Cell therapy, regenerative medicine, tissue engineering
One of the leading advances in biomedicine today is the development of cell-based therapies for the treatment of human diseases. For example, chimeric antigen receptor (CAR)-T cells are being generated ex vivo from a patient’s own blood and then reinfused into the patient to treat cancer. The programmed CAR-T cells are able to seek out cancer cells and initiate a potent immune response against the tumors. Additionally, a patient’s own stem cells can also be isolated, modified, and reinfused into the patient to treat a variety of diseases affecting various organs, such as the heart, brain, and musculoskeletal system. The types of genetic modifications that can be performed on these biomedically relevant cells types have recently been revolutionized through the development of the CRISPR/Cas genome editing tools. In addition to single cell-based platforms, a number of complex tissues characterized by multiple cell types, scaffold materials, and architectures are being developed in order to tackle critical challenges in regenerative medicine and organ transplantation.

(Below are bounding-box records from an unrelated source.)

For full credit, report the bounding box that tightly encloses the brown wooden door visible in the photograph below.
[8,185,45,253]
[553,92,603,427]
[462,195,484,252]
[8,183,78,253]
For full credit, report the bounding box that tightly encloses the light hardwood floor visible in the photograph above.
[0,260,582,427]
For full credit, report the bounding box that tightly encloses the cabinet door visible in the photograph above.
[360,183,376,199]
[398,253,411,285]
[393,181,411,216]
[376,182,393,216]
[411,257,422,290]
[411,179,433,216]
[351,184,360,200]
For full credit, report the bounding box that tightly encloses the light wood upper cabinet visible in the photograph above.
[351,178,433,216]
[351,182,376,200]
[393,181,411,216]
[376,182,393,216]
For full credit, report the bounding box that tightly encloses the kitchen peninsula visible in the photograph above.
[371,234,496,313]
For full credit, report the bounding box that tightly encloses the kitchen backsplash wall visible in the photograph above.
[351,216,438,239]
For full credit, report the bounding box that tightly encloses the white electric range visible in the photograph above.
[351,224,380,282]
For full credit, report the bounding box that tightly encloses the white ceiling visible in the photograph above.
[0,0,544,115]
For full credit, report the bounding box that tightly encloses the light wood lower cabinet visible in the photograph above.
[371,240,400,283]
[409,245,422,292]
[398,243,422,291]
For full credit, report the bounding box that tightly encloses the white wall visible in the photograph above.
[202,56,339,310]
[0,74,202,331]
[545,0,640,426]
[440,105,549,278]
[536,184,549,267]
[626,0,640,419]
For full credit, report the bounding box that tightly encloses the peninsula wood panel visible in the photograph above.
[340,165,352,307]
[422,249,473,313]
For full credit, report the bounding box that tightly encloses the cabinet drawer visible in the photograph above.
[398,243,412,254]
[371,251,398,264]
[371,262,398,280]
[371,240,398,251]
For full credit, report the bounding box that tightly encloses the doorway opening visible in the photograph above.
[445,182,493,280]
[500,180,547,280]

At Rice, several groups are actively investigating innovative ways to improve the efficiency of engineering human cells and tissues, including research efforts focused on:
- understanding of biochemical, molecular, cellular, and biomechanical characteristics of normal and diseased cells and tissues (Farach-Carson, Grande-Allen, Mikos, Diehl, Miller, Warmflash),
- design and fabrication of novel scaffolds (Mikos, Miller, Veiseh),
- design and optimize tools to manipulate cells and tissues genetically (Bao, Suh), and
- development of optimal culturing conditions for tissue engineered constructs (Grande-Allen, Mikos).